When Pérez’s partner sought death benefits from G-4 Services, the local staffing contractor that had hired him to work for Thoma-Sea, G-4 rebuffed her. “Pérez was a self-employed independent contractor and thus a claim for death benefits is not compensable,” a lawyer for the company wrote in May. G-4 contends that Pérez “wasn’t working at the time of his death” even though his corpse was found in the ship with his welding equipment.
[...]
Employers with federal contracts are supposed to ascertain workers’ eligibility — and ensure subcontractors do the same — using the government’s online E-Verify system, which checks identity information like Social Security numbers against federal databases. But experts say E-Verify makes it easy for workers to provide false information, and government agencies rarely monitor compliance with these rules.
[...]
G-4 is disputing the benefits claim, citing Peréz’s ineligibility as an independent contractor, saying his partner was ineligible because they were not legally married, and claiming the sudden death of a healthy 20-year-old was not caused by his job. His death, a medical review conducted at the request of G-4 argued, “occurred while he was working but was not caused by workplace related factors or activities.”
So the problem here is a shady subcontractor company which hires undocumented immigrants as "independent contractors", and probably doesn't keep track of whether those workers are working on federal contracts or not, and they're not being audited. These workers are probably uninsurable without valid documentation, so the company will do whatever it can to avoid having to pay out any benefits because they can't actually carry legitimate insurance.
The solutions are:
- Increase the oversight on such companies and enforce rules about identity verification.
- Close the "independent contractor" loophole, forcing all workers to be fully documented and insured through their companies.

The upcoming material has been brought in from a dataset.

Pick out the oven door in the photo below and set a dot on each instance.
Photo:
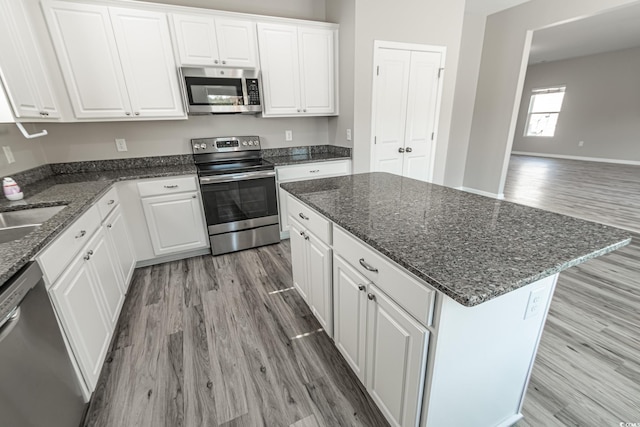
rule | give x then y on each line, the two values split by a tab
239	201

*Edit - further thought on this particular situation:
The contractor (Thomas-Sea) violated the contract term which requires the contractor to verify that workers working on the federal contract are eligible (legally documented). Therefore, the contractor has produced a sub-standard product (the ship) which does not meet the terms of the contract. One must wonder which other requirements they have ignored or intentionally violated.

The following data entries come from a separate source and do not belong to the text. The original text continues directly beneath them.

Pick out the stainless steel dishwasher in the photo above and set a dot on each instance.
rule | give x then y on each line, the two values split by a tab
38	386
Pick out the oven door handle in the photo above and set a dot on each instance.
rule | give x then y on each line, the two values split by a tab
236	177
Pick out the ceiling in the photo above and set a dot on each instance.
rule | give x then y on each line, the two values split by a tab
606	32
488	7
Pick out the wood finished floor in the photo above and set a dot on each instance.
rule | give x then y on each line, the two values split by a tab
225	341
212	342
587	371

The federal government should refuse to accept completion of the contract/pay for the ship until the issue is resolved. The resolution should be that all workers who have worked on the contract must be legally documented - therefore the contractor should be required to arrange retroactive work visas for any workers attached to the contract who might need them, with no penalization of the workers themselves for not having visas. The contractor should pay to have this process expedited. The family of the dead man should be compensated for the contractor's failure to ensure safe working conditions (again as a term for accepting completion of the contract). The contractor is responsible for the behavior of their subcontractor, so if Thomas-Sea wants to sue G-4 Services for the cost of the above, then that's perfectly fine.